Post
Topic
Board Project Development
Merits 2 from 1 user
Re: List of all Bitcoin addresses ever used - currently available on temp location
by
JustHereReading
on 12/01/2021, 13:14:39 UTC
⭐ Merited by Quickseller (2)
We then read the big list line by line while simultaneously running through the list of new addresses and comparing the values in O(n + k). In this case we can directly write the new file to disk line by line; only the list of new addresses is kept in memory.
The problem with this is that running through a 20 MB list takes a lot of time if you need to do it 1.5 billion times. Keeping the 20 MB in memory isn't the problem, reading 30 quadrillion bytes from RAM still takes much longer than my current system.

(...)

I might be utterly mistaking, but hear me out:

Given two sorted lists:
n = 1 5 10 11 12 13 14 15 16 19 20
k = 3 6 18

We can read n from disk line by line and compare it to the current position in k.
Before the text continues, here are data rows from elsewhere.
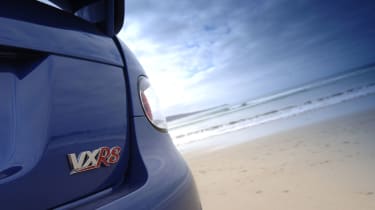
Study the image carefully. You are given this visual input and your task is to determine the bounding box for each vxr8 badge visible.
[68,146,121,175]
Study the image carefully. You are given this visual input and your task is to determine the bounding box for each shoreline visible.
[183,97,375,210]
[177,94,375,154]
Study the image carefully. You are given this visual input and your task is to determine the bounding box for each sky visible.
[119,0,375,115]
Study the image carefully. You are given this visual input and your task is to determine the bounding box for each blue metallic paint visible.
[0,1,201,210]
[0,1,123,66]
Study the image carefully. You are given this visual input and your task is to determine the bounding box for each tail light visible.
[138,76,167,131]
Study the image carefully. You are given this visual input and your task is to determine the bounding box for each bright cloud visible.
[119,0,375,114]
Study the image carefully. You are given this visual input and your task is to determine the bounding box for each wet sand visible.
[184,107,375,210]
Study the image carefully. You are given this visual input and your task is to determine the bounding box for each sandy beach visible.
[184,103,375,210]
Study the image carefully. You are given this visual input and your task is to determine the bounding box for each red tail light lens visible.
[138,76,167,131]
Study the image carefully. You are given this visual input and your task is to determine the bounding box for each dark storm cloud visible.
[121,0,375,115]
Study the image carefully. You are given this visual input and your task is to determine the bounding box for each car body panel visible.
[0,1,201,210]
[0,1,123,66]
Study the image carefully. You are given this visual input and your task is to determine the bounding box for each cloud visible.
[120,0,375,114]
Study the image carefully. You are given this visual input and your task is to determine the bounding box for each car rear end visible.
[0,0,201,209]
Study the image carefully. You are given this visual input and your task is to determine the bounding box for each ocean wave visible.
[170,81,375,146]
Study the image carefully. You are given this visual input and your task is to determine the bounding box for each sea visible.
[168,65,375,148]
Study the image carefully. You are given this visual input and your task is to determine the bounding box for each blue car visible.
[0,0,201,210]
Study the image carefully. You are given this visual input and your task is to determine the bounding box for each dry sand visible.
[185,107,375,210]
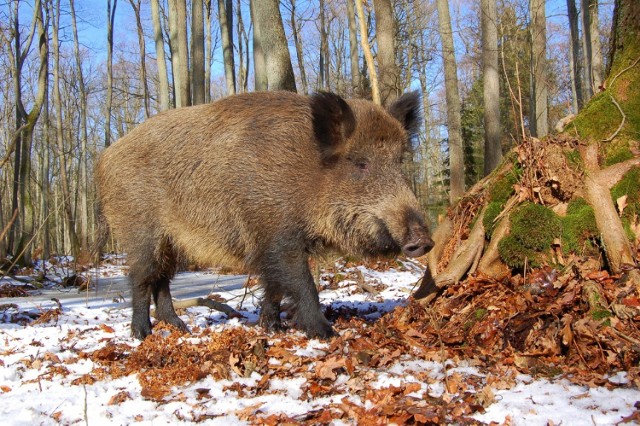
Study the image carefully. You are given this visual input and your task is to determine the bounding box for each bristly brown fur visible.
[96,92,432,338]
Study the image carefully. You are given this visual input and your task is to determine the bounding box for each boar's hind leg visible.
[261,248,335,339]
[129,236,188,339]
1 < 3, write 1 to new file.
5 > 3, write 3 to file.
5 < 6, write 5 to file.
10 > 6, write 6 to file.
10 < 18, write 10 to file.
11 < 18, write 11 to file.
....
16 < 18, write 16 to file.
19 > 18, write 18 to file.
Nothing left in k, write 19 to file.
Nothing left in k, write 20 to file.

That's n + k instead of n * k, right?